I'm going to get conversational and ramble here, no apologies. These are difficult times and this is as good an alternative as any to "whistling loudly" in order to reduce anxiety and induce thinking about other things.
Arne - interesting photos. There are plenty of ways to skin a cat and I have no doubt the boats you refer to were sound and good. Richard Hartley was adamant in the use of truss frames and advocated not using transverse rods in the armature of all his smaller boats, including the South Seas. I guess the one in your photo was either not a Hartley, or it was a larger vessel as I can see the transverse rods (on a 45 degree angle). Personally I followed Brian Donovan's school of thought which was placement of longitudinal rods along the diagonals, transverse rods on an angle, structural floors and structural sole, and building over wooden temporary mould frames. In his writings and in his lectures, Hartley was totally one-eyed about his construction design and methods, which were based on his past experience as a wooden boat builder.
(As a digression I once heard him justify his permanent truss frames by analogy with a canvas-covered canoe, and the fact that it would collapse if you took out the frames! He was not an engineer and he seemed to have a hatred of engineers, especially academics. I have seen him engage with Morley Sutherland (an engineer ferrocement pioneer) about these matters and feathers were very ruffled on both sides. That said, his designs worked reliably all around the world. A little-known fact is that, including his catalogues, he was in his day New Zealand's best-selling author.)
And he was adamant about using the 2-shot method. Yet to talk to Richard personally on a one-to-one basis he was a really nice guy, kind, helpful and always willing to discuss. None of his ferrocement designs had any visual beauty in my view - except perhaps the RORC series, to a degree - but I commercially fished for 10 years out of a modified Hartley South Seas and got to like it. (We took a sledge hammer to it, chopped a metre off the stern, smashed off that ugly semi-clipper bow then repaired the damage. We shortened her down to 35' to avoid the survey regulations, and she was a better boat for it. It served me well and paid for itself many times over. The old transom (which must have weighed half a ton) is still lying in the mud down here in the mangroves. I will put photos and all that story up on my website later when I get time.)
The Lone Gull turned out to be a superb longliner, I wouldn't have changed a thing more. The black longliner, Heidi Lisa, on the left, in the fishing basin photo, is a Hartley Coastal 32. (Man, could that thing stand on its stern and pitch, when bucking a head sea. Did a lot of miles and caught a lot of fish though).
Paul, thanks so much for those brilliant links. I am absolutely gutted now that I have gone too far in meshing up my current project with steel mesh, and commenced the plastering. I would rip it all off and use basalt fibre but there are about 7,000 or 8,000 staples holding the mesh down! (I used a battery-powered staple gun, burned out the first one, dropped the second one in the tide and I'm on my third. Brilliant device.)

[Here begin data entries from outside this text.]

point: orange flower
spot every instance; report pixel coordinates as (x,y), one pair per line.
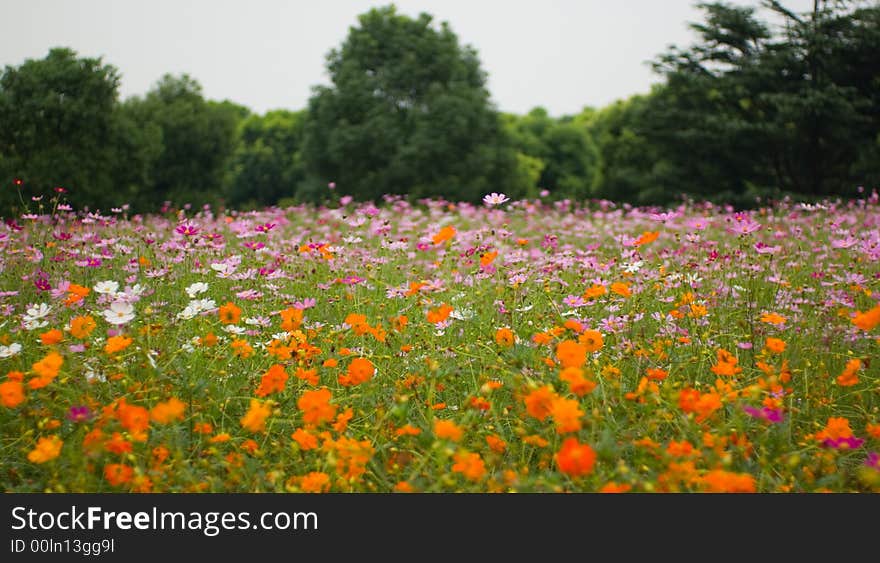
(273,381)
(208,340)
(680,449)
(51,337)
(305,439)
(535,440)
(496,444)
(687,399)
(575,459)
(577,383)
(316,406)
(352,456)
(470,465)
(407,430)
(169,411)
(250,446)
(309,375)
(621,289)
(719,481)
(133,418)
(571,354)
(707,404)
(46,369)
(867,320)
(46,449)
(291,319)
(229,313)
(773,318)
(255,419)
(11,393)
(444,234)
(612,487)
(241,348)
(93,440)
(399,323)
(657,374)
(117,444)
(116,344)
(315,482)
(342,420)
(647,237)
(75,294)
(448,430)
(359,371)
(566,414)
(439,314)
(81,327)
(403,487)
(277,349)
(836,428)
(504,337)
(597,290)
(118,473)
(539,402)
(850,375)
(726,364)
(592,340)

One of the links Paul gave me shows basalt rod, it appears to have better (memory) characteristics than semi-high tensile steel for using in a conventional ferrocement-type armature layup. Two directionally opposed layers should fair themselves up nicely.
I would say a one-off BFRC hull along conventional FC lines would be feasible, and also being potentially stronger/stiffer it might be possible to move away from the double-compound curvature and look at hard chine models.
Female moulds, gell coats and mortar with chopped strands sprayed onto a layer of mesh would probably be the shot for commercial production.
I've got 45-year old tested ferrocement sheathing specimens here and I'm going down that road personally, for this somewhat extreme hull design. I have done it on a round bilge launch, but although the sheathing was satisfactory the result was not, so I don't recommend it generally, unless sheathing an old worn-out hull that would have to be scuttled otherwise, in which case it can sometimes be "just what the doctor ordered", depending on hull shape, displacement etc.
Basalt fibre would have been lighter, stronger, and a cinch to apply as a sheath - and I would have considered stopping the the sheath at the boot top. Food for thought. Too late for me now.
Marcus reckons he will pick up the baton. Some day.